A new breeding concept that can be explored is the transfer of RNA silencing via grafting to confer virus resistance to non-transgenic scions (transgrafting) [11,12]. An example is the development of a transgenic cherry rootstock that transfers Prunus necrotic ringspot virus (PNRSV) resistance to scions [13,14,15]. The siRNA from resistant rootstock has been successfully transferred to a scion through grafting [13,15]. Using grafting technology, we attempted, in our research, to target the same objective and to better study the characteristics of silencing occurring in two PPV-resistant transgenic plums (Prunus domestica): ‘HoneySweet’ (HS) [16,17,18,19,20,21] and B14 clones [22,23]. Here, we wanted to determine if the resistance through silencing was mobile to validate graft transmission and, if proven, to exploit the process as a new breeding technique (NBT) in crop improvement technology [24]. Breeders have argued that siRNA, via silencing, can move through graft unions and spread efficiently to the scion [13,15]. These papers have presented innovative results, suggesting the mobility of siRNA and its ability to genetically extend protection against virus infection. Most of these successful studies on silencing strategies have focused on annual plants [24], with few studies on perennial plants [13,15,24].

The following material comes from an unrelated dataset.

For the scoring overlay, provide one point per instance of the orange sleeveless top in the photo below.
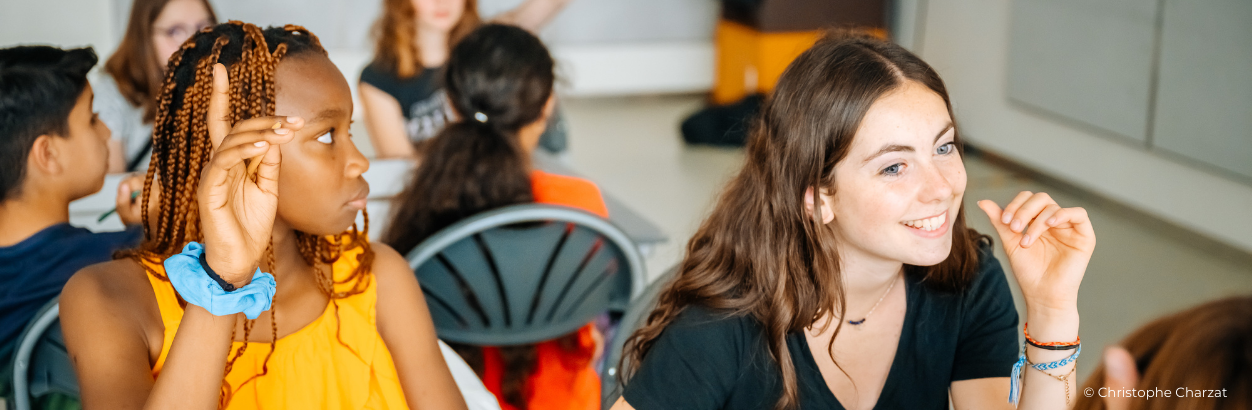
(311, 367)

In order to verify an NBT concept with transgenic plum clones showing stable and durable resistance to PPV infection [16,17,18,19,20,23], two resistant clones, either HS [16,17,18,19,20,23,25] or B14 plums [22,23], were used as rootstocks but were unable to spread siRNA into the grafted scion. We saw that high accumulations of siRNA in the leaves of resistant clones triggered the viral RNA; however, the remaining virus from the scion spread through the vascular tissue. Beyond our detailed study of grafting, we challenged that RNAi can be mechanically sucked from plum leaves by insects [26]. Our results contrast reports of resistance to PNRSV infection in susceptible scions derived from transgenic RNA-expressing rootstock [13,14]. We do not have convincing evidence of siRNA transfer, nor any alternate NBT [26,27] to implement virus resistance in woody plants.
2. Materials and Methods
2.1 Plant Materials
Five plums and one peach clone (‘GF-305’) were utilized in these studies. Plum genotypes including an untransformed (NT) conventional (‘Brompton’) plum, an advanced selection (‘BO70146’) plum and Prunus mariana (‘GF8-1’), highly susceptible to PPV infection were commonly used as rootstocks. The three others are transgenics, two resistant clones HS, also known as C-5, and B14 plums and the third C-4, susceptible to PPV infection [23,25,28,29]. All three transgenic clones harbored the PPV CP (capsid protein) gene. B14 plum was transformed with the intron hairpin RNA (ihRNA) construct [22,23], and both HS and C-4 were engineered with a CP construct [23,25,28,29]. Clone C-4 has high levels of CP RNA and accumulates CP however HS does not accumulate CP and very little mRNA [28].
2.2 Grafting
B14 plum was grafted onto the virus-free certified Prunus mariana GF8-1 rootstock. The two clones C-4 and HS were rooted plants from suckers of the respective mother trees. Using the clones above as rootstocks, we grafted scion onto each rootstock using a pair of buds collected from C-4, HS or B14 plums. Figure 1 summarizes the different combinations of plants grown in a high containment greenhouse maintained at 22-24°C with a 16h day length provided by a mix of natural and supplemental light. Reciprocal grafts were also made to further understand any transmission of resistance, HS and B14 scions respectively grafted onto the C-4 rootstocks were tip-budded either with the non-transformed (NT) peach GF-305 or the conventional Brompton plum as rootstock.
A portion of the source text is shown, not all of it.